The thief, sitting to the side, muttered. “Shut up. Curse the gods to be stuck with a fool like you. You’ll get us all killed.” She slipped her hands out of her rope bonds as if they hadn’t been tied at all.
            “I’ll get us killed?” Cazard struggled ineffectually with his own bonds. “What about that stunt you pulled, mooring the ship when I had perfectly good leverage to get us all out of this mess!?”
            “Leverage? You call that leverage? You had a candle-flame. One of the guards to the stern had started loading a crossbow. I saved your life you ungrateful lout.”
            Cazard jerked his head irritably toward the damp dungeon walls. “And you call this saved?

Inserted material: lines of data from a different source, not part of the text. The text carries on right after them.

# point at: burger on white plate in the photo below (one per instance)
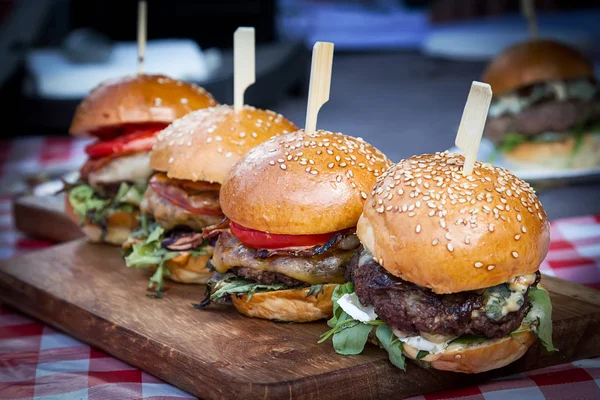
(545, 113)
(292, 204)
(124, 115)
(448, 272)
(190, 160)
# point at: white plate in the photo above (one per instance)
(486, 153)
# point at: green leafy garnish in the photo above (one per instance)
(539, 317)
(150, 253)
(392, 345)
(87, 202)
(230, 284)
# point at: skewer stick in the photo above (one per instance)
(243, 64)
(528, 11)
(320, 83)
(472, 123)
(142, 21)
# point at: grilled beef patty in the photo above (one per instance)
(413, 309)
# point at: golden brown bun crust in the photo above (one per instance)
(119, 226)
(557, 155)
(477, 231)
(295, 184)
(480, 357)
(291, 305)
(138, 99)
(188, 269)
(535, 61)
(204, 145)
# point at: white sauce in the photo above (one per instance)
(132, 168)
(351, 305)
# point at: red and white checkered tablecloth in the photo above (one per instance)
(38, 362)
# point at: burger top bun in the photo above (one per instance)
(137, 99)
(302, 183)
(428, 224)
(535, 61)
(204, 144)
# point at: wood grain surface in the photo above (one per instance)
(86, 291)
(44, 217)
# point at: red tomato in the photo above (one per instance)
(181, 198)
(264, 240)
(133, 139)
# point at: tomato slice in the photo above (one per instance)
(205, 202)
(133, 139)
(263, 240)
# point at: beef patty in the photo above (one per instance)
(412, 309)
(552, 116)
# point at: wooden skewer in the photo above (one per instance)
(320, 83)
(472, 123)
(528, 11)
(142, 21)
(244, 73)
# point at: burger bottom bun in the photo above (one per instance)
(479, 357)
(291, 305)
(119, 226)
(188, 269)
(556, 155)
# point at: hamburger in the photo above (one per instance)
(124, 116)
(448, 270)
(190, 160)
(546, 107)
(292, 204)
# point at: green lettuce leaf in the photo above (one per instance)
(230, 284)
(539, 317)
(351, 338)
(392, 345)
(150, 253)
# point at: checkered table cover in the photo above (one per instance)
(38, 362)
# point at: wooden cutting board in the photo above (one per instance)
(44, 217)
(86, 291)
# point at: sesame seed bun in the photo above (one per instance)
(302, 184)
(293, 305)
(479, 357)
(204, 145)
(119, 226)
(535, 61)
(556, 155)
(475, 231)
(137, 99)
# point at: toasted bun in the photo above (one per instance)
(556, 155)
(479, 357)
(477, 231)
(188, 269)
(535, 61)
(137, 99)
(302, 184)
(204, 145)
(293, 305)
(119, 226)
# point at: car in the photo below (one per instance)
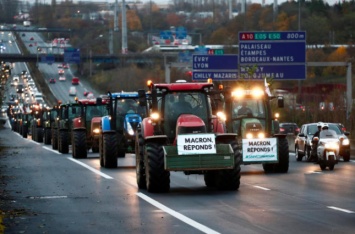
(75, 81)
(289, 128)
(72, 91)
(303, 141)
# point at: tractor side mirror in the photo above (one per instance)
(142, 97)
(280, 102)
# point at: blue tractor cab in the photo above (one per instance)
(118, 129)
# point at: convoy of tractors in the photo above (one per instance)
(191, 127)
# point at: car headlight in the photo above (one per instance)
(96, 130)
(345, 142)
(331, 146)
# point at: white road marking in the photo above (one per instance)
(340, 209)
(48, 197)
(90, 168)
(52, 150)
(263, 188)
(177, 215)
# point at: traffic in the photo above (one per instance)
(122, 161)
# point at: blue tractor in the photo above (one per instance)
(118, 129)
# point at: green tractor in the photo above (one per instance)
(64, 124)
(86, 127)
(249, 115)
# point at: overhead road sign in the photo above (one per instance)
(71, 55)
(277, 55)
(217, 67)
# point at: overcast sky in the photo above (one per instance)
(330, 2)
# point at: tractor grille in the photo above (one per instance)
(194, 130)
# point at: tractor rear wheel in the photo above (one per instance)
(140, 169)
(47, 136)
(101, 151)
(282, 166)
(110, 150)
(63, 142)
(79, 144)
(157, 178)
(54, 139)
(230, 179)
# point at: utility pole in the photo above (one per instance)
(124, 28)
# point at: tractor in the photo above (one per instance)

Better to have died in the light than starve to death in the belly of a mountain.”
            Orvar did feel as if some great beast had swallowed them.
            Cazard attempted to storm off to another part of the room before remembering that the chains prevented it. The thief snickered. He spun back to face her and sputtered. “I am The Great Cazard, You are but a common thief!”
            At this the thief smiled. “Oh really?” She knelt next to Fiorra and cut her bonds with a small razor she produced out of nowhere. She moved on to Orvar, motioning him to stand up. She began sawing through the rough cords. “Well then, Great Cazard,” she dragged out her words, “Go on and dance your hands out of those ropes.”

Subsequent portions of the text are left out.